Tony Blair has come under fire from MPs over his handling of claims that Iraqis have been mistreated by British troops.
Mr Blair said anyone responsible for abuse would be punished
At his weekly question time, he insisted ministers had not been slow to act on the claims from the Red Cross and Amnesty International.
But he accepted the past few days had been "immensely damaging".
Tory leader Michael Howard questioned why ministers had not seen until this week February's Red Cross report featuring "devastating" allegations.
As he tried to raise the pressure on the government, Mr Howard said: "A devastating Red Cross report is presented to the government in February, the armed forces minister says he has never seen it.
"The defence secretary says he wouldn't have expected to see it, the foreign secretary says he should have seen it, but didn't and the prime minister says he knew nothing about it.
"How can the people of this country have confidence in this prime minister and his government?"
Liberal Democrat leader Charles Kennedy asked what action had been taken as a result of the Red Cross reports in the past year.
Mr Blair insisted the organisation had found conditions at British-run facilities were now "fairly good".
The prime minister also paid tribute to the "vast majority" of British troops for the "superb job" they were doing in Iraq.
Mr Blair said allegations in the February Red Cross report had not been passed to ministers earlier because they were already being probed.
He argued there was no evidence of systematic abuse by British soldiers - saying the Daily Mirror pictures of apparent mistreatment of Iraqis by UK soldiers were "almost certainly fake".
And later, speaking in Downing Street, he said he had become "very angry" on behalf of troops because of all the allegations "swirling around".
The newspaper later issued a statement calling on Mr Blair to produce conclusive evidence that the pictures were fakes, if that's what he thought.
Two reports emerged this week from human rights groups: the Red Cross concerns about Iraqi prisoners, and an Amnesty International report about civilian casualties.
Mr Blair said that 33 cases of deaths of civilians in Iraq had been probed and there was no case to answer on 15. Decision on action over six more would be announced shortly.
He added: "Any abuse by any coalition forces is completely unacceptable.
What is not true is that allegations were made and nothing happened in respect
The Conservatives are also pressing ministers to end confusion about whether Britain's then special representative to Iraq, Sir Jeremy Greenstock, saw the Red Cross report in February.

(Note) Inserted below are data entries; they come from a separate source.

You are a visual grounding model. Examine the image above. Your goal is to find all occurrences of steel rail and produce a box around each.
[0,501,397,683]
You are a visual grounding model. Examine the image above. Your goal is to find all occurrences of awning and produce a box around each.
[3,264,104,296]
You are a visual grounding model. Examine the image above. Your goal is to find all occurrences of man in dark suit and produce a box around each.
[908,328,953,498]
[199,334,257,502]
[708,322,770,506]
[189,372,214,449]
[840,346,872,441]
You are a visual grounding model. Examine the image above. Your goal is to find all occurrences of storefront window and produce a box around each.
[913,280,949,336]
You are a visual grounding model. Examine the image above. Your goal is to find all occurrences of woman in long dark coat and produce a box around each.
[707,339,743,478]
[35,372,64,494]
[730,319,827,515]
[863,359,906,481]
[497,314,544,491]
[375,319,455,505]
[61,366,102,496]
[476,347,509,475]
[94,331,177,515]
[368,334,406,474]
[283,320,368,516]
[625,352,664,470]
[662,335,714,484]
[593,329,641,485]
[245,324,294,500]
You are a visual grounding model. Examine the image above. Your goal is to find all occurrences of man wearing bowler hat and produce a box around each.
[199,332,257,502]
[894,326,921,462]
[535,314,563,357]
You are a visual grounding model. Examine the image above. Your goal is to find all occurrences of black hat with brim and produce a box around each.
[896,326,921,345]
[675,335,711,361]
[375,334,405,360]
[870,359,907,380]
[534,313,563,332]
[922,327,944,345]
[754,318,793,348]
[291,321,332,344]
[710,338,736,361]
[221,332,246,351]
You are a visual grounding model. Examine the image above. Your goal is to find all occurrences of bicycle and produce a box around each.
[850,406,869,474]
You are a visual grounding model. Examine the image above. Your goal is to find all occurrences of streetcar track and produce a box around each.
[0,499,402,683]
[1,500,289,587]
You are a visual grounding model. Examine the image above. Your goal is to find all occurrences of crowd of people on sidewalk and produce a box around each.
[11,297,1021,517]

Downing Street initially suggested he had but later said the report had been handed to Sir Jeremy's legal advisers and not read by the diplomat himself.
BBC correspondents say some ministers privately fear Britain is being tainted by the behaviour of some American troops.
Former Labour chief whip Derek Foster, who backed military action in Iraq, told BBC Five Live many backbenchers were "uneasy about the perceived closeness of the relationship with the United States".
Mr Foster said problems in Iraq were doing the party damage.
Earlier the beheading of American Nick Berg was condemned as a "barbaric act" by Downing Street.
Mr Berg was murdered apparently in revenge for the mistreatment of Iraqi prisoners in the hands of US soldiers.
"There is no justification for this kind of act in a civilised world," Mr Blair's spokesman said.
The Bush administration has vowed to catch the killers of Mr Berg, who filmed themselves cutting off his head after seizing him in Iraq.
There has been widespread revulsion in America after a video of his killing was shown on an Arabic-language website
Former Archbishop of Canterbury Lord Carey condemned the beheading as "barbaric".
He also described as "shameful" the abuse of Iraqi prisoners.
"It's cruel, it's horrible... it can so easily lead into direct violence as that decapitation has done," He told BBC Radio 4's Today programme.